Hyperscalers want wholesale architectural changes without paying for the capital equipment needed.
There’s never been more pressure on memory to meet the demands of new applications — everything from edge computing and the Internet of things (IoT) to increasingly smarter phones and smart cars. There’s also artificial intelligence (AI) and machine learning, both of which are becoming a big part of next-generation platforms being developed by the major hyperscale players — the Googles, Facebooks and Amazons of the world.
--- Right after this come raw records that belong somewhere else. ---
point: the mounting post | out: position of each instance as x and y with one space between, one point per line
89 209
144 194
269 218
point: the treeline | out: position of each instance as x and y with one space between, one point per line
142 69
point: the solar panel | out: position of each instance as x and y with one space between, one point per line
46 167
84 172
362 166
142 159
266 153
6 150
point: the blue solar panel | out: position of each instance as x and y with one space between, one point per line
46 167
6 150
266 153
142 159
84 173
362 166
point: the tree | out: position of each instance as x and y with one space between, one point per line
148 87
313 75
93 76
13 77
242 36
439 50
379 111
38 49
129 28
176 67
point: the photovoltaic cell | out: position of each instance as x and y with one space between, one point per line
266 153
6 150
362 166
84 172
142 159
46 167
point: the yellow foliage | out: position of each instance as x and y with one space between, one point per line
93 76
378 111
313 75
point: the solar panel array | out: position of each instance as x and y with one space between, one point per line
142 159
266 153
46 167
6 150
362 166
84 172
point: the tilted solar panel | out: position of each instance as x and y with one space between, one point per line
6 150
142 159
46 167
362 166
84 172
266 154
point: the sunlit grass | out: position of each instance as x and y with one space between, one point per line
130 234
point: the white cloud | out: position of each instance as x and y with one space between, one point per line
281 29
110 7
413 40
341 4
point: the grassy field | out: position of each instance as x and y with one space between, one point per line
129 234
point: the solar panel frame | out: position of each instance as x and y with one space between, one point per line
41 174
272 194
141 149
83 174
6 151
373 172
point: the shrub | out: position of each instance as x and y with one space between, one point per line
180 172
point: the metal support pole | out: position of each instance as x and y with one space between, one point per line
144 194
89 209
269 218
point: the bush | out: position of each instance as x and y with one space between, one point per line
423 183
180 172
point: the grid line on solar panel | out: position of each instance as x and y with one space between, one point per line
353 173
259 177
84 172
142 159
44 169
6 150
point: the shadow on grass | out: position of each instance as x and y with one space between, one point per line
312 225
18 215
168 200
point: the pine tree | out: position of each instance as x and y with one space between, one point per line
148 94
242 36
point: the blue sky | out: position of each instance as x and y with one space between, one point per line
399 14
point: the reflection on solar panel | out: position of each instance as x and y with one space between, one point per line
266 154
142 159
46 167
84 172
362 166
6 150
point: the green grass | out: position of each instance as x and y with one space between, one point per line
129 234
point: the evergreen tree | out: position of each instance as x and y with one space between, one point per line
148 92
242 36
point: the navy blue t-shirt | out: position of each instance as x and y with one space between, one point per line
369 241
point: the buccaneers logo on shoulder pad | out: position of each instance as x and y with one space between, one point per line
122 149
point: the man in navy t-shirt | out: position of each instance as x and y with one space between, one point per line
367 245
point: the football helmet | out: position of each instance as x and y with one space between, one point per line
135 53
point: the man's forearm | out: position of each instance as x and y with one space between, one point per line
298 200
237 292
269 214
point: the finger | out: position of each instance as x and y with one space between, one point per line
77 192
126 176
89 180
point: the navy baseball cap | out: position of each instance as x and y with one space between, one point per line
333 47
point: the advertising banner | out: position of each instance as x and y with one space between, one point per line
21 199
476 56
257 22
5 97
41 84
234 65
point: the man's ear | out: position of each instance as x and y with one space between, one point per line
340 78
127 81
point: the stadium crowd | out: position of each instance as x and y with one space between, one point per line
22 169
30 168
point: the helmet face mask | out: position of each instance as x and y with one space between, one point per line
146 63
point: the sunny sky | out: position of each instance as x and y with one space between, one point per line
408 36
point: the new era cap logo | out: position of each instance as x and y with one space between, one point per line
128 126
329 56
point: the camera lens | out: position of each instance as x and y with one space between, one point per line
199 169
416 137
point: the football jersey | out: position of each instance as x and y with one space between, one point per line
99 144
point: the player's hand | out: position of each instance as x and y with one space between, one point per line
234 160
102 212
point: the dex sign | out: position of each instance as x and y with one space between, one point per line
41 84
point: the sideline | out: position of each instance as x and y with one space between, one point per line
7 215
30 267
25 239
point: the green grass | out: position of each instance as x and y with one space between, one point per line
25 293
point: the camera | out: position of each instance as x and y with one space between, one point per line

All of them are expecting a great deal of innovation from the broad electronics industry and the memory makers, whether it’s further improvements to incumbent memories such as DRAM and NAND flash — or making emerging memories that incorporate novel materials commercially viable as part memory devices for new computing architectures. But despite their deep pockets, it’s unlikely any of the companies will ever invest in manufacturing equipment to make their own memory devices, and they’re not interested in paying a premium price. If DRAM still does the job, they’re not going to pay five dollars more per device for an emerging memory because at this scale, it adds up quickly.
Jim Handy, principal analyst with Objective Analysis, said the clout hyperscalers have today is unprecedented; the closest historical analogy he could think of was the “enormous” buying power Apple had 15 to 20 years ago. However, the company was only looking for a minor change to a conventional computing architecture — one pin changed, for example — and expected that change for no extra charge. “They were more into taking existing computer architectures and then delivering them in a prettier way or more friendly way to their customers.”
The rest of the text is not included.